Mahahual, Mexico

Mahahual is an interesting place South of Yucatan peninsula and almost on the border with Belize. It's a super small beach village, but in dry season starting from November it is visited by about 8,000 people per week which seems unbelievable for such a tiny place. The thing is that most of these people don't stay overnight, they come on huge mostly US cruise ships that dock in Mahahual about 4 times a week, spend a day on the beach drinking margaritas and eating seafood and by 5pm they are all gone back to their cruise ships. In wet season from around May till October - it's only about 2 cruise ships per month that come here. 

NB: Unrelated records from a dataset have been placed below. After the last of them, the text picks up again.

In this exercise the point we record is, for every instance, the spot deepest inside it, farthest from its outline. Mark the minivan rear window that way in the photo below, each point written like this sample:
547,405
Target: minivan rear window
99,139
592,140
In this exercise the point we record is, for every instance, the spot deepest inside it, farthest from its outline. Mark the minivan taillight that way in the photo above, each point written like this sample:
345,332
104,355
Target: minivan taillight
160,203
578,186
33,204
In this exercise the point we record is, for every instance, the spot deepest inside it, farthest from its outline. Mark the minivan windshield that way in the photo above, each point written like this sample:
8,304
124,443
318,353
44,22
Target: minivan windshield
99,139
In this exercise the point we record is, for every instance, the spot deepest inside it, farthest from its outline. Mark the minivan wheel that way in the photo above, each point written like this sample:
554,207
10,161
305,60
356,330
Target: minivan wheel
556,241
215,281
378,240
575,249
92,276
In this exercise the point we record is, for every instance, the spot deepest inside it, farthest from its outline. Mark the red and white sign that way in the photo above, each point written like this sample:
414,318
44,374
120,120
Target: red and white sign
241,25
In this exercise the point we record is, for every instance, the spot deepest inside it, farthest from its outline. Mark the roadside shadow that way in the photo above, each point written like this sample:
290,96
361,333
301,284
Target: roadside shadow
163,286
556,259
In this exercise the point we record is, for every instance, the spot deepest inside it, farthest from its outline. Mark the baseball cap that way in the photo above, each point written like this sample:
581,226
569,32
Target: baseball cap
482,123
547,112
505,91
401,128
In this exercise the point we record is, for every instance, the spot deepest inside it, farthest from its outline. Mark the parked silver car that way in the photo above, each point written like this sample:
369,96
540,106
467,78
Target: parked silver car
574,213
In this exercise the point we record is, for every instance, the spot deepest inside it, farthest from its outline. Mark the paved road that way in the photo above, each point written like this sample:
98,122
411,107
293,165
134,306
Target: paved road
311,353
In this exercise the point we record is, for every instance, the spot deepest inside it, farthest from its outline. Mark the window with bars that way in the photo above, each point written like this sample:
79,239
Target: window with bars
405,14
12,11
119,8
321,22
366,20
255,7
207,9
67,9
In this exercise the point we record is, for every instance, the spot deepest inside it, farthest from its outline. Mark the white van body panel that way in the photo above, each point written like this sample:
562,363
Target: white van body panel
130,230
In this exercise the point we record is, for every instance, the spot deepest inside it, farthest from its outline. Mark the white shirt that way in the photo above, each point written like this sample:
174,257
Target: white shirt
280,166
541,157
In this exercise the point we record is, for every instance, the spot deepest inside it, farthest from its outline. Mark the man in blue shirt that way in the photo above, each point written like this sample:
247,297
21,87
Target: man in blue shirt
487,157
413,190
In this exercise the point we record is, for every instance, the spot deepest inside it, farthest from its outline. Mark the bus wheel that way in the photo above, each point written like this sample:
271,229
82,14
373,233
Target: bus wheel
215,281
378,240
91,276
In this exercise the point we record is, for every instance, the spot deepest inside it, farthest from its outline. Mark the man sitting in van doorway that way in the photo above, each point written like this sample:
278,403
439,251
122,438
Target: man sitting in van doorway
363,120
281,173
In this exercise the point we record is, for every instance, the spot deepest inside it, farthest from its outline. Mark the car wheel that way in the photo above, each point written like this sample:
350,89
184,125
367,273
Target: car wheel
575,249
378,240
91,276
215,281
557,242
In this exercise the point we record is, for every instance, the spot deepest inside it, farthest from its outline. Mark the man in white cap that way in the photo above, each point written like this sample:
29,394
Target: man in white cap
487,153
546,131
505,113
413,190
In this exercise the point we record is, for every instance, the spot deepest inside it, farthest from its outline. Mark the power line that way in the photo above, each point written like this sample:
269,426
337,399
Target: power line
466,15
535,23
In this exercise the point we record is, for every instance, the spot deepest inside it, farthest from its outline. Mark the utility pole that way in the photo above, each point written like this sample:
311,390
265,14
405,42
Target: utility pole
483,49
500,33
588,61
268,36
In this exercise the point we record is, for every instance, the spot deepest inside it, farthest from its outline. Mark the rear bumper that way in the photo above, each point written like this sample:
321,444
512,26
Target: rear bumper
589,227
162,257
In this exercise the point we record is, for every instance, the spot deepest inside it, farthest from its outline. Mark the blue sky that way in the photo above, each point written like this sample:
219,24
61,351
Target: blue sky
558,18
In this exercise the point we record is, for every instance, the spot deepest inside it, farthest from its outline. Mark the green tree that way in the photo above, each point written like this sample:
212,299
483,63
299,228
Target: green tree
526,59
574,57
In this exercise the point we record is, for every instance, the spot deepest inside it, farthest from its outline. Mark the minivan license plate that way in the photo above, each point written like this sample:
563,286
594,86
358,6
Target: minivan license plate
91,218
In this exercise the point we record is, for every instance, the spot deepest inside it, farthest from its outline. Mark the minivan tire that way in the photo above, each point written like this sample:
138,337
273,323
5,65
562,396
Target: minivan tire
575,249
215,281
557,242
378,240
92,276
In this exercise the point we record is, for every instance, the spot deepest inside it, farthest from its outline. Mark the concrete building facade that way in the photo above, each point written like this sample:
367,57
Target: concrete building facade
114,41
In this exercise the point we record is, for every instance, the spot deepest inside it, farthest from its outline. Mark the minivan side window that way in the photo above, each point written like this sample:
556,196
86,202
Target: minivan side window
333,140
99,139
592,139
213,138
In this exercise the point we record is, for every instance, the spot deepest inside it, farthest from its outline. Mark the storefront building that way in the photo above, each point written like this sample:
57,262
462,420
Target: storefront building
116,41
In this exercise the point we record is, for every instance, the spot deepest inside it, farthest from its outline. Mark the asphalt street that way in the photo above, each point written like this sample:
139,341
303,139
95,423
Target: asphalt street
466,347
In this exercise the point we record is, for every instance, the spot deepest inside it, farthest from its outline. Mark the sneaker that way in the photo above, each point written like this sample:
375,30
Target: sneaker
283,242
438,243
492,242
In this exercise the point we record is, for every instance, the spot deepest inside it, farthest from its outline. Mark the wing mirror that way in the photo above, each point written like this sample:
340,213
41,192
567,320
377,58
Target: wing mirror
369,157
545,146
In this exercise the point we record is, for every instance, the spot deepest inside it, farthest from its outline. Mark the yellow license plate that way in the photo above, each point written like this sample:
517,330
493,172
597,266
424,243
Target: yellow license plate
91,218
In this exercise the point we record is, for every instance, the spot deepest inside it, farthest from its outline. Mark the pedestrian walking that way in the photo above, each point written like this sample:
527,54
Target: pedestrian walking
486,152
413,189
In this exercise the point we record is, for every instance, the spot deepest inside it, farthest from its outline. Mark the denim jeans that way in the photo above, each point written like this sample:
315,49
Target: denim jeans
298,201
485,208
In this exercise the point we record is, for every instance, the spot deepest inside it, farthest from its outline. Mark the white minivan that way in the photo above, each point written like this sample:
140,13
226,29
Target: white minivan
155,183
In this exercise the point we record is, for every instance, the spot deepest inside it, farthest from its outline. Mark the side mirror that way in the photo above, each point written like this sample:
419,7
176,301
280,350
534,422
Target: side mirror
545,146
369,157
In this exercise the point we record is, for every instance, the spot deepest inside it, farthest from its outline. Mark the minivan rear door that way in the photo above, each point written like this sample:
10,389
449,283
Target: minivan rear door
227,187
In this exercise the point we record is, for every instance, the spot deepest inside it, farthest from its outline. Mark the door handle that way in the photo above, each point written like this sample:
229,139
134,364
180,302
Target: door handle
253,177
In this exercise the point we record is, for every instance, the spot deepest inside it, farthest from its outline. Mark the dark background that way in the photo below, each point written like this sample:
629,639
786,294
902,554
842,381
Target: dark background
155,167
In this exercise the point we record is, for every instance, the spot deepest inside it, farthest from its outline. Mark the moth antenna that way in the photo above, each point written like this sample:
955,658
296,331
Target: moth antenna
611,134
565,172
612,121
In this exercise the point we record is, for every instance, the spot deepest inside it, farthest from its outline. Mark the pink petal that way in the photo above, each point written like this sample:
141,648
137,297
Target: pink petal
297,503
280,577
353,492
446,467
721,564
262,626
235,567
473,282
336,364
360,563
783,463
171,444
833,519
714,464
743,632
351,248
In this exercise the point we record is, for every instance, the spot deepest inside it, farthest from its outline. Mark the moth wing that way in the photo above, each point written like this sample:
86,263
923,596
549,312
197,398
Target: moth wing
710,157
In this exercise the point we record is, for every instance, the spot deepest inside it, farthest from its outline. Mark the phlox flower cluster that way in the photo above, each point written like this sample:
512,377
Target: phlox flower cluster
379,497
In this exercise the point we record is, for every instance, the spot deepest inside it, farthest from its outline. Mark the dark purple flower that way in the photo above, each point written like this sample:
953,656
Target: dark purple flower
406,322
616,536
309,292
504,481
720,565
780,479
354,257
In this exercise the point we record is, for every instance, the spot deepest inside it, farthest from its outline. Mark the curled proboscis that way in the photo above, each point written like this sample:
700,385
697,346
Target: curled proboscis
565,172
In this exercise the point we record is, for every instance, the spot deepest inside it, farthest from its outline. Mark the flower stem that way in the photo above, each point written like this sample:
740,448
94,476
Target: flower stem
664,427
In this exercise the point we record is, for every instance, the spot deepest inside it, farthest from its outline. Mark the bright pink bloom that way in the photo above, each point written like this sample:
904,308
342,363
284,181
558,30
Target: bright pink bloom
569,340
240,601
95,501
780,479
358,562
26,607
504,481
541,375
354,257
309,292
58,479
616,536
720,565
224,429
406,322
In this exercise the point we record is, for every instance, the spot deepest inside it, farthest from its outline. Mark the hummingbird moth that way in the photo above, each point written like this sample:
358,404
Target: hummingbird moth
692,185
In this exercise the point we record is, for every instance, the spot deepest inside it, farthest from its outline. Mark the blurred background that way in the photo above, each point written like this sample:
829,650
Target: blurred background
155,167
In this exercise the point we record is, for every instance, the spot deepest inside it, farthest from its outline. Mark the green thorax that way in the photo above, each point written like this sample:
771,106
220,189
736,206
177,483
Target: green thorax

This makes it a really nice destination in August when we were there - it's quiet, chill, very few tourists, the village kind of becomes what it originally was - just a tiny fishing village. That's when you can enjoy it the most. Wet season only means that there might be occasionally some rain in the afternoon.

The village is so small that you'll find most of the things along the beach - cafes, lounges, restaurants, hotels, couple of shops and snorkeling/diving shops. Accommodation and restaurants are designed to cater for those package tourists that come in dry season, so it's not exactly cheap, but you can still find good options. We found a 100% Agave hostel in the very center 2 minutes away from the beach - it cost $18 per night, but it was very basic, expect to pay about $35 for a good place. When staying by the sea it would be a shame not to eat seafood - it's going to be about $8-15 a plate (fish any style, seafood plates, etc.) You can also go for eateries on the second row street from the beach - these are significantly cheaper and are serving more traditional Mexican dishes. 

To save money a much better option is to buy your fish and seafood directly from the fisherman that come onshore in the early morning and at about 4pm - just ask around where on the beach to expect them and you can buy all sorts of fresh catch for about $5-8 per kg (they'll clean and gut them for you) And in the evening you can grill it right on the beach by making a fire or arranging for a grill with some locals which is what we did.

Locals in Mahahual deserve special mention - everyone who lives and works there are super friendly and nice, if you don't behave like an arrogant tourist you'll be treated like a friend. People will invite you to spend time with them, to have food together, to have a chat, etc. We met a really nice tattoo artist girl who just calls herself a hippie, arranged to buy some fish from the fishermen together and arranged with a random local to come to his backyard to use the grill for the fish. Pretty awesome BBQ we had!

There are a couple of late night places where the locals go to party - a bar in Casitas (about 20 min walk from the beach) and Bodeguita - right across the 100% Agave hostel (2nd street from the beach) It's cool to check those out and meet some more locals. 

Mahahual is famous for its snorkeling as the reef which is one of the last alive reefs left out there is just about 100-200m from the shore and goes all the way South to Belize and Honduras. Take a snorkeling tour (about $16-20 per person) and they'll bring you to better and farther spots by boat.

Even though the village gets crazy daily tourists from cruise ships in dry season it's generally quite remote and much less visited than the beach towns up North towards Cancun - so if you're coming from the North you'll experience a nice break from tons and tons of tourists, and if you're coming from the South and heading North - know that these are the most remote and least visited beaches you can get on the Caribbean coast of Mexico, you won't get that moving up North. 

If you'd like to experience even more remote and untouched beaches - you can go to Xcalak south of Mahahual - the Southernmost village before Belize border. It's an even smaller fishermen village, but it has a couple of guest houses and cabanas (bungalows) - those are not cheap (about $40-60), but worth the money considering the remoteness and unspoiled beaches. To do that you can take taxis all the way to Xcalak or you can come by a rented car which is what most people going there do. As the beaches in Mexico are all public and free to be used by anyone - you can just go to some remote beach between Mahahual and Xcalak, put up your tent under a palm tree and enjoy the beach life with no people around. 

Choose the wet season and you'll enjoy Mahahual a lot!